Stuttgart. Rund 10.000 Besucher verharren angespannt und erwartungsfroh in der stockdunklen Stuttgarter Schleyerhalle. Schlaglichtartig erstrahlt plötzlich die Bühne in gleißendem Licht. Ein untersetzter, etwas fülliger Mann sitzt in glitzerndem Frack an einem Yamaha-Flügel, mit großrandiger, gelber Brille, dicken Klunkern an den Fingern und Brillis in den Ohren.

Diese Beschreibung passt nur auf eine Person: Elton John — einen der größten Unterhaltungskünstler der Gegenwart.

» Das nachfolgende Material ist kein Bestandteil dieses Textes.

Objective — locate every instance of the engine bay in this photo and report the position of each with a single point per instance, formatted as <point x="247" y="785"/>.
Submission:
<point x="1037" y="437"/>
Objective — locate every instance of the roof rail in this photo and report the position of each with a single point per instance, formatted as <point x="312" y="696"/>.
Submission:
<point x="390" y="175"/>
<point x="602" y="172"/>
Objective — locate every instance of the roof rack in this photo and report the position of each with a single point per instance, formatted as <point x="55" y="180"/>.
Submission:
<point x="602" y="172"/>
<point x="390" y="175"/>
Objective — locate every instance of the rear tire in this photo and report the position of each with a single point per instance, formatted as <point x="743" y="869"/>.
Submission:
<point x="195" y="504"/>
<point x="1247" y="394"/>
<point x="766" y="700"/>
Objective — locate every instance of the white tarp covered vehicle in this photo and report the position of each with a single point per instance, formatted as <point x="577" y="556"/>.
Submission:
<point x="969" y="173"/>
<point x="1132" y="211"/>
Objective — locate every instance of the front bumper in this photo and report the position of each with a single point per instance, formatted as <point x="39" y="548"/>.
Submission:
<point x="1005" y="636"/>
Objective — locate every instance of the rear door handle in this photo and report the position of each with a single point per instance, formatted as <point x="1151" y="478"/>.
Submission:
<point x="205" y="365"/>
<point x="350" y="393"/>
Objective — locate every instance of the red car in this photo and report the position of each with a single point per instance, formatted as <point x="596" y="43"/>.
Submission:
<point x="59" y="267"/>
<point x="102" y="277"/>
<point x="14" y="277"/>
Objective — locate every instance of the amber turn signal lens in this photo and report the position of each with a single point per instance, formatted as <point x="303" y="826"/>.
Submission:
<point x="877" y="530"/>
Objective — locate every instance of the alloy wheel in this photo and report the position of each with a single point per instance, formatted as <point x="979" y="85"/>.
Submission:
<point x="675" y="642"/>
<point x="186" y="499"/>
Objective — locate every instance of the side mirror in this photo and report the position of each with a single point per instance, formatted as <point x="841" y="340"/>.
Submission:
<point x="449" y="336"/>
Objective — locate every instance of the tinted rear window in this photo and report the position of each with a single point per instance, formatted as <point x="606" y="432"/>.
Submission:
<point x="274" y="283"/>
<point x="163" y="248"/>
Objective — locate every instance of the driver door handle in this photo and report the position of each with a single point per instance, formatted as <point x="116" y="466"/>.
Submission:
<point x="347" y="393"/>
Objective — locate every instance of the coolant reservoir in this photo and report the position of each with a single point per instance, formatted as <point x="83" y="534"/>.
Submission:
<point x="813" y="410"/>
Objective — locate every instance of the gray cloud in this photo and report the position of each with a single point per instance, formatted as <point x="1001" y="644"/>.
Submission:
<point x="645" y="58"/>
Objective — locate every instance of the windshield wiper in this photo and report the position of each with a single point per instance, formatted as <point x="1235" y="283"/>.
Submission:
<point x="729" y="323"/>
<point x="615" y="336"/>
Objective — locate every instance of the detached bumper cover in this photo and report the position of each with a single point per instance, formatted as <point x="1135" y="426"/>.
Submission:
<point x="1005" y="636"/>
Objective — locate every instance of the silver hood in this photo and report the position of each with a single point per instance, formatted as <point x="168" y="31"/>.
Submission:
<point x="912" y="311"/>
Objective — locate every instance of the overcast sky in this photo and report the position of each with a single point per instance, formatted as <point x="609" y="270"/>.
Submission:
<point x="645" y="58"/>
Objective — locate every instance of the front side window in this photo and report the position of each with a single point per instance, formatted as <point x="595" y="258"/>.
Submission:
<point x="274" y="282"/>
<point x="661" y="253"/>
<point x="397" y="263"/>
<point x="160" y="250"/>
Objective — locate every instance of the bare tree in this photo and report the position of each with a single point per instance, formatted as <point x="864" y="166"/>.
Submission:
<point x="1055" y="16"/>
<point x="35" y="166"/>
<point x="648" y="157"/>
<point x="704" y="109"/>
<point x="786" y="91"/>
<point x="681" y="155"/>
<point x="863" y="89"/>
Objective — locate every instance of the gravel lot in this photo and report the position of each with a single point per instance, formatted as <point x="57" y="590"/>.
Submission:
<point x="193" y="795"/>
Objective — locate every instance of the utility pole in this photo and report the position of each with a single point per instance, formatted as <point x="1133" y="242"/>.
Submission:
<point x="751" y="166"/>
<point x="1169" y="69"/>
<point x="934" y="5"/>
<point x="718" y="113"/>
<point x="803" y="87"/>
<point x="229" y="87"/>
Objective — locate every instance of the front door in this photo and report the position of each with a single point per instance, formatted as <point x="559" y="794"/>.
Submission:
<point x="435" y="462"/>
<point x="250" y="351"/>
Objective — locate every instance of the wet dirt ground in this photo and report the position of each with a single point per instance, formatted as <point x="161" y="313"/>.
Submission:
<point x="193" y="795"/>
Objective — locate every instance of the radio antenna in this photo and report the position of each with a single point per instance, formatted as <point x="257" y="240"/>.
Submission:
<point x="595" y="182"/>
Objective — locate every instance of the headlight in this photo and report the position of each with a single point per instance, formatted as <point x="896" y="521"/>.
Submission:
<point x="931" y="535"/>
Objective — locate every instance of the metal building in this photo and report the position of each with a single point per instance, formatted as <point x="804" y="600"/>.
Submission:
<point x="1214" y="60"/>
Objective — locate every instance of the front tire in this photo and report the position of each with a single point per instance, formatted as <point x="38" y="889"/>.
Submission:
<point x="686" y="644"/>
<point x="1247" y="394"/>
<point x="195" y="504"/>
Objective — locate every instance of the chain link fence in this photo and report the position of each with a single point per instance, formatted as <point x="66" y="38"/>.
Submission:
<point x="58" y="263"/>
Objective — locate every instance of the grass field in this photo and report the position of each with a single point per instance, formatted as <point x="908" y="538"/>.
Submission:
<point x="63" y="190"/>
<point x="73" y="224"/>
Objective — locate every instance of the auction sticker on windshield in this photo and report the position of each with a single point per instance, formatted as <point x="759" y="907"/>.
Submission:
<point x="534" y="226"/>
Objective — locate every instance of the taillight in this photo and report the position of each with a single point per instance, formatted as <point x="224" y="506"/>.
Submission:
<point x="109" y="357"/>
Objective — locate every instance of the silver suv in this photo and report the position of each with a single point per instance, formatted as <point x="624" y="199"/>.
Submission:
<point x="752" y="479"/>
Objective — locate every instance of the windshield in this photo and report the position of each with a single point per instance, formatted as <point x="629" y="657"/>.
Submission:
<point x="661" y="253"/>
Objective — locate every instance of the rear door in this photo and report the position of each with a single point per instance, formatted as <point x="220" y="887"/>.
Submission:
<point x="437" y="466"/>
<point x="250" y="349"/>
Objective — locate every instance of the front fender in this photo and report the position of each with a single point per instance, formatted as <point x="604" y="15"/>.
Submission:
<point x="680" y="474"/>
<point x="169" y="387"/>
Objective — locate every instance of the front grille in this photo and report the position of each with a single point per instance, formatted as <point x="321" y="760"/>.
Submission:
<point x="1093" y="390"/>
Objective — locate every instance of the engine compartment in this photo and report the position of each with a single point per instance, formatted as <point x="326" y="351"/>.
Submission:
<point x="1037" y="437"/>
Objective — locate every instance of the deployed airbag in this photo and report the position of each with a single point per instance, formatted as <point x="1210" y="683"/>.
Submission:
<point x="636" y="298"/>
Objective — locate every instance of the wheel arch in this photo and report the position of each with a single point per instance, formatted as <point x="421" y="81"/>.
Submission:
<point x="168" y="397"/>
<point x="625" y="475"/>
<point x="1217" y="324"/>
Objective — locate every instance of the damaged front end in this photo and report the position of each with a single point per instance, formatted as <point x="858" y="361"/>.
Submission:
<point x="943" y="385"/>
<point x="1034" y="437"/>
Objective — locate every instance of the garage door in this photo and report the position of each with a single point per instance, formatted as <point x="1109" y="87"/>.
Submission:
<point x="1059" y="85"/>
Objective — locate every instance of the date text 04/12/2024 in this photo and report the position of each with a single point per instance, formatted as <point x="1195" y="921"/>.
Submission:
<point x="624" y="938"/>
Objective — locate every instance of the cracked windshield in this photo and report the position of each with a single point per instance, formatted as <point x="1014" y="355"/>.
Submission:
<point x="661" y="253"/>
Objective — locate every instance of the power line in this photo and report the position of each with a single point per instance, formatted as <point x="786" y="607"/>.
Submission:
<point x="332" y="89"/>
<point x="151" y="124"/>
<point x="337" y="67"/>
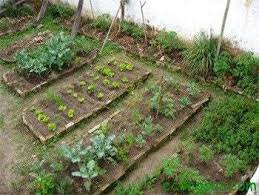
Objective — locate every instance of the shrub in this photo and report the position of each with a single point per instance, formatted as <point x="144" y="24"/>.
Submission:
<point x="230" y="125"/>
<point x="222" y="65"/>
<point x="13" y="10"/>
<point x="206" y="154"/>
<point x="201" y="55"/>
<point x="60" y="10"/>
<point x="55" y="54"/>
<point x="102" y="22"/>
<point x="246" y="72"/>
<point x="168" y="41"/>
<point x="232" y="164"/>
<point x="132" y="29"/>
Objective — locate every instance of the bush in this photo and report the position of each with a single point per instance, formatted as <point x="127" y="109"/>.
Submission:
<point x="132" y="29"/>
<point x="169" y="41"/>
<point x="232" y="164"/>
<point x="55" y="54"/>
<point x="13" y="10"/>
<point x="60" y="10"/>
<point x="206" y="154"/>
<point x="201" y="55"/>
<point x="231" y="126"/>
<point x="102" y="22"/>
<point x="246" y="72"/>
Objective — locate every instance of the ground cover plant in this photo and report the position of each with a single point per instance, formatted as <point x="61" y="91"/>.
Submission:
<point x="81" y="99"/>
<point x="55" y="54"/>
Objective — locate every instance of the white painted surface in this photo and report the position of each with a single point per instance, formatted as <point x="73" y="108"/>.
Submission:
<point x="189" y="17"/>
<point x="255" y="179"/>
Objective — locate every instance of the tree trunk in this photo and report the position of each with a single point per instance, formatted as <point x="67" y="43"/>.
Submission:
<point x="42" y="10"/>
<point x="223" y="28"/>
<point x="77" y="18"/>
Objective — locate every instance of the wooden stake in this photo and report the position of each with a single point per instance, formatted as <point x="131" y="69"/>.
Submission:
<point x="42" y="10"/>
<point x="108" y="34"/>
<point x="143" y="20"/>
<point x="77" y="18"/>
<point x="223" y="28"/>
<point x="92" y="10"/>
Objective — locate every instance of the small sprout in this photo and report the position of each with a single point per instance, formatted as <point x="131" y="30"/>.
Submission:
<point x="124" y="79"/>
<point x="69" y="91"/>
<point x="100" y="95"/>
<point x="82" y="83"/>
<point x="140" y="141"/>
<point x="185" y="101"/>
<point x="52" y="127"/>
<point x="91" y="88"/>
<point x="62" y="108"/>
<point x="125" y="67"/>
<point x="81" y="99"/>
<point x="71" y="113"/>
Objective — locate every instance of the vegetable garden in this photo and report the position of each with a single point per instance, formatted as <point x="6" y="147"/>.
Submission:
<point x="86" y="115"/>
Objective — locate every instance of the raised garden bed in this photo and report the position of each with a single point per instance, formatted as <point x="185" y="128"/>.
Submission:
<point x="23" y="85"/>
<point x="28" y="42"/>
<point x="100" y="86"/>
<point x="15" y="25"/>
<point x="127" y="130"/>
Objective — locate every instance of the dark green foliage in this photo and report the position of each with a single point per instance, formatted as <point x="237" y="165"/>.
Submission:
<point x="132" y="29"/>
<point x="13" y="10"/>
<point x="55" y="54"/>
<point x="231" y="126"/>
<point x="168" y="41"/>
<point x="246" y="72"/>
<point x="222" y="65"/>
<point x="201" y="55"/>
<point x="60" y="10"/>
<point x="232" y="164"/>
<point x="102" y="22"/>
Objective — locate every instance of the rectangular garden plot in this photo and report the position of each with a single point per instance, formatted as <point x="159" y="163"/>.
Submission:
<point x="139" y="129"/>
<point x="28" y="42"/>
<point x="24" y="85"/>
<point x="12" y="25"/>
<point x="93" y="91"/>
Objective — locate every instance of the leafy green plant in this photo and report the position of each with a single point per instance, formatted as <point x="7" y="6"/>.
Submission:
<point x="88" y="171"/>
<point x="230" y="125"/>
<point x="125" y="67"/>
<point x="102" y="147"/>
<point x="71" y="113"/>
<point x="102" y="22"/>
<point x="132" y="29"/>
<point x="44" y="183"/>
<point x="232" y="164"/>
<point x="222" y="65"/>
<point x="185" y="101"/>
<point x="55" y="54"/>
<point x="201" y="55"/>
<point x="192" y="89"/>
<point x="52" y="126"/>
<point x="140" y="141"/>
<point x="206" y="154"/>
<point x="105" y="71"/>
<point x="168" y="41"/>
<point x="91" y="88"/>
<point x="246" y="72"/>
<point x="60" y="10"/>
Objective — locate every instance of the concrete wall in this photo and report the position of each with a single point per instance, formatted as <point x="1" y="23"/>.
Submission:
<point x="188" y="17"/>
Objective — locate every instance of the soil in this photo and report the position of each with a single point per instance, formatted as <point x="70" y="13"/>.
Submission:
<point x="23" y="84"/>
<point x="17" y="24"/>
<point x="82" y="110"/>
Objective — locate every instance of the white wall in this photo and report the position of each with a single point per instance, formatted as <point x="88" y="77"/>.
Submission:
<point x="188" y="17"/>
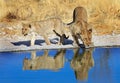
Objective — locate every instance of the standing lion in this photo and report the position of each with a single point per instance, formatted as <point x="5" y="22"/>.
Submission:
<point x="80" y="28"/>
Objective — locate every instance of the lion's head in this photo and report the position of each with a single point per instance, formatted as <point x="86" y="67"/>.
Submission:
<point x="26" y="29"/>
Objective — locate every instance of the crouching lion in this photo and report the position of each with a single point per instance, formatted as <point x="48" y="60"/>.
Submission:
<point x="44" y="28"/>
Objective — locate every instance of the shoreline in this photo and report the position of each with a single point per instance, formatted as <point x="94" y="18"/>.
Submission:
<point x="105" y="41"/>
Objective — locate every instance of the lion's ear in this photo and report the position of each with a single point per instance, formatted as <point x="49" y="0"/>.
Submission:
<point x="29" y="26"/>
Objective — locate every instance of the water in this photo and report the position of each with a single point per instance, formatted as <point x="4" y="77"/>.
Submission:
<point x="99" y="65"/>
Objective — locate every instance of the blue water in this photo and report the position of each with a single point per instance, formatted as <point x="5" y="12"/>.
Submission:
<point x="99" y="65"/>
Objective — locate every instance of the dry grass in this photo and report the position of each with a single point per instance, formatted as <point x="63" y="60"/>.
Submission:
<point x="102" y="14"/>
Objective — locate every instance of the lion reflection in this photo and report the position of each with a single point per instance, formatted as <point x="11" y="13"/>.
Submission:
<point x="44" y="61"/>
<point x="81" y="63"/>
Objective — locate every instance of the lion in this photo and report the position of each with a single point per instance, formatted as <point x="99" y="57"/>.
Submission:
<point x="44" y="28"/>
<point x="80" y="29"/>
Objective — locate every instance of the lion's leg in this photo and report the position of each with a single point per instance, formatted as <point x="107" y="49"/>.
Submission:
<point x="47" y="41"/>
<point x="76" y="40"/>
<point x="32" y="40"/>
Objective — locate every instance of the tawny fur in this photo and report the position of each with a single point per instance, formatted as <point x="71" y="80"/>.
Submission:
<point x="44" y="28"/>
<point x="79" y="27"/>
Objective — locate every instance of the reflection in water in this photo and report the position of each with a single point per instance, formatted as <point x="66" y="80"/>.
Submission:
<point x="44" y="61"/>
<point x="81" y="63"/>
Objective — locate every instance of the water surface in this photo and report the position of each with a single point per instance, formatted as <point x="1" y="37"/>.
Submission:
<point x="99" y="65"/>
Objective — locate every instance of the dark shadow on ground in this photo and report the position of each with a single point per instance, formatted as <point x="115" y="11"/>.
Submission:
<point x="27" y="43"/>
<point x="39" y="42"/>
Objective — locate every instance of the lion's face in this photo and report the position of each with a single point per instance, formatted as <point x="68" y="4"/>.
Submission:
<point x="26" y="29"/>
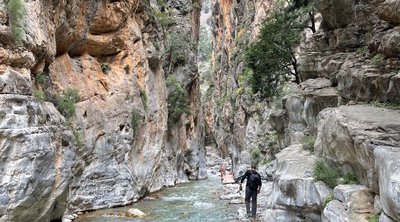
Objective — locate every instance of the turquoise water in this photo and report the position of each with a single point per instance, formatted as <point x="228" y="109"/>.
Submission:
<point x="194" y="201"/>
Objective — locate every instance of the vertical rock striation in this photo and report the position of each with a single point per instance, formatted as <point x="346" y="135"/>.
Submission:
<point x="233" y="118"/>
<point x="119" y="143"/>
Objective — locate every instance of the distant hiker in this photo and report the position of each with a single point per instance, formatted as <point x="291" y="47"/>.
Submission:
<point x="253" y="187"/>
<point x="222" y="170"/>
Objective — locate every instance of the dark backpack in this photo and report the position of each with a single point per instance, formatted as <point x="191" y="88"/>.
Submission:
<point x="254" y="180"/>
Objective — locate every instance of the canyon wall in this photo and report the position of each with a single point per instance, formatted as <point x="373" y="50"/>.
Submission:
<point x="87" y="117"/>
<point x="346" y="100"/>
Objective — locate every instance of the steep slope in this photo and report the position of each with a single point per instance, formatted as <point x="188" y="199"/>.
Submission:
<point x="351" y="59"/>
<point x="233" y="119"/>
<point x="120" y="142"/>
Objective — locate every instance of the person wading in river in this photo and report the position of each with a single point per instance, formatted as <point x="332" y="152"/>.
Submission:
<point x="253" y="187"/>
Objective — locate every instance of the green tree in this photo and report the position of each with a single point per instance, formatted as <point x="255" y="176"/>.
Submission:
<point x="272" y="57"/>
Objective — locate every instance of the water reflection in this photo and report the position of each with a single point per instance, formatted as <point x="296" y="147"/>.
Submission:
<point x="195" y="201"/>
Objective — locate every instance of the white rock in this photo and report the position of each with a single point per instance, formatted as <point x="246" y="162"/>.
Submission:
<point x="343" y="192"/>
<point x="134" y="212"/>
<point x="387" y="165"/>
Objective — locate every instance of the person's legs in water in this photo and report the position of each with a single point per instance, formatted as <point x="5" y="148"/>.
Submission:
<point x="254" y="203"/>
<point x="247" y="200"/>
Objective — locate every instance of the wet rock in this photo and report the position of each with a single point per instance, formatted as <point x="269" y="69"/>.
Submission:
<point x="133" y="212"/>
<point x="336" y="211"/>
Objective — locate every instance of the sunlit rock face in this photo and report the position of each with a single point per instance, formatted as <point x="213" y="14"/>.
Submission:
<point x="118" y="145"/>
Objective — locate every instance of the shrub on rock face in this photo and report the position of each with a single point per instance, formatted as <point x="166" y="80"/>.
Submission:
<point x="325" y="173"/>
<point x="66" y="102"/>
<point x="308" y="143"/>
<point x="272" y="57"/>
<point x="177" y="99"/>
<point x="16" y="12"/>
<point x="350" y="178"/>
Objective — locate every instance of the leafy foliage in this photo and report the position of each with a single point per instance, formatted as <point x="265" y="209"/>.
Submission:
<point x="325" y="173"/>
<point x="16" y="12"/>
<point x="350" y="178"/>
<point x="272" y="57"/>
<point x="256" y="156"/>
<point x="39" y="94"/>
<point x="41" y="78"/>
<point x="66" y="102"/>
<point x="327" y="200"/>
<point x="135" y="120"/>
<point x="105" y="67"/>
<point x="196" y="6"/>
<point x="308" y="143"/>
<point x="177" y="99"/>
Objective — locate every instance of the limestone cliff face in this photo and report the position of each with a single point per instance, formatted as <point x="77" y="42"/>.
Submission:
<point x="119" y="144"/>
<point x="232" y="118"/>
<point x="353" y="57"/>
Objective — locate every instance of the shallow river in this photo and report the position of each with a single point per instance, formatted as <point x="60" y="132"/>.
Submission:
<point x="194" y="201"/>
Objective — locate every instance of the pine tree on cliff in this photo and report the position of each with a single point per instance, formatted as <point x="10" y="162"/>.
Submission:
<point x="272" y="57"/>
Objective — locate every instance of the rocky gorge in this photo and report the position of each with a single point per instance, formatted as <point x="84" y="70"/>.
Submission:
<point x="101" y="105"/>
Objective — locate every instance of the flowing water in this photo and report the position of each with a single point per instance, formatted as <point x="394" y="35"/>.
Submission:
<point x="194" y="201"/>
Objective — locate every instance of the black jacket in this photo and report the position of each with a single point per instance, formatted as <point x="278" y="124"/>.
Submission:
<point x="247" y="177"/>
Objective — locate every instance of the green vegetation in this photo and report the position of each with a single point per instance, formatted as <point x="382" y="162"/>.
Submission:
<point x="157" y="46"/>
<point x="135" y="120"/>
<point x="362" y="51"/>
<point x="350" y="178"/>
<point x="127" y="69"/>
<point x="177" y="99"/>
<point x="374" y="218"/>
<point x="66" y="102"/>
<point x="105" y="67"/>
<point x="16" y="12"/>
<point x="272" y="57"/>
<point x="39" y="94"/>
<point x="327" y="200"/>
<point x="41" y="78"/>
<point x="244" y="80"/>
<point x="308" y="143"/>
<point x="143" y="97"/>
<point x="325" y="173"/>
<point x="78" y="138"/>
<point x="196" y="6"/>
<point x="164" y="19"/>
<point x="385" y="105"/>
<point x="177" y="47"/>
<point x="188" y="154"/>
<point x="273" y="140"/>
<point x="377" y="60"/>
<point x="285" y="90"/>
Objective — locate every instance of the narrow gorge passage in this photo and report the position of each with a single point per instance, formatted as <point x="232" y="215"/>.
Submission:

Als er seine zunächst etwas angestrengt wirkende Stimme zu „Bennie and the Jets“ erhebt, in die Tasten greift und seine sechsköpfige Band ihn machtvoll begleitet, müssen sich die Ohren erst noch an die Lautstärke gewöhnen. Immerhin zeigen nicht AC/DC oder Metallica Bühnenpräsenz, sondern ein Mann und seine Mitstreiter, die vor allem für mitfühlende, einfühlsame Balladen stehen.

Doch der von der englischen Königin geadelte Ausnahmekönner wird besser. Immer besser! Viel besser! Und die Stimmung steigt mit fast jedem der 25 Songs. Nach jedem Titel erhebt sich die begeisterte Anhängerschaft des 72-Jährigen von den Sitzen und spendet Applaus. Der Erfolg auf seiner zweiten Station von sechs in Deutschland stattfindenden Konzerten im Rahmen der dreijährigen Mammut-Abschiedstournee ist Elton John von Anfang an sicher. Am authentischsten ist Sir John, wenn sich die Band zurücknimmt. Beispielsweise beim eher weniger bekannten „Indian Sunset“, nur von Percussions und seinem Klavier untermalt, in dem man förmlich die Büffelherde über die Prärie trommeln hört. Und erst recht natürlich bei seinem etwa zur Hälfte des fast dreistündigen Konzerts Solo vorgetragenen „Candle in the Wind“, seiner erfolgreichsten Single.

Bei Elton John muss alles gigantisch sein. Ist es auch. Dazu zählt auch die riesige Video-Leinwand, auf der, passend abgestimmt zu allen Songs, Filme oder knallbunte Kreationen für ein Gesamtkunstwerk sorgen — bei „Candle in the Wind“ bewegte Bilder von Marylin Monroe, der er ursprünglich diesen Titel gewidmet hat (erst später auch Lady Diana), bei „Rocket Man“ grandiose Aufnahmen aus dem Weltall. Bei „Crocodile Rock“ kann der Commander des British Empire seine Stimme schonen: Das Singen übernimmt über weite Strecken die Zuhörerschaft.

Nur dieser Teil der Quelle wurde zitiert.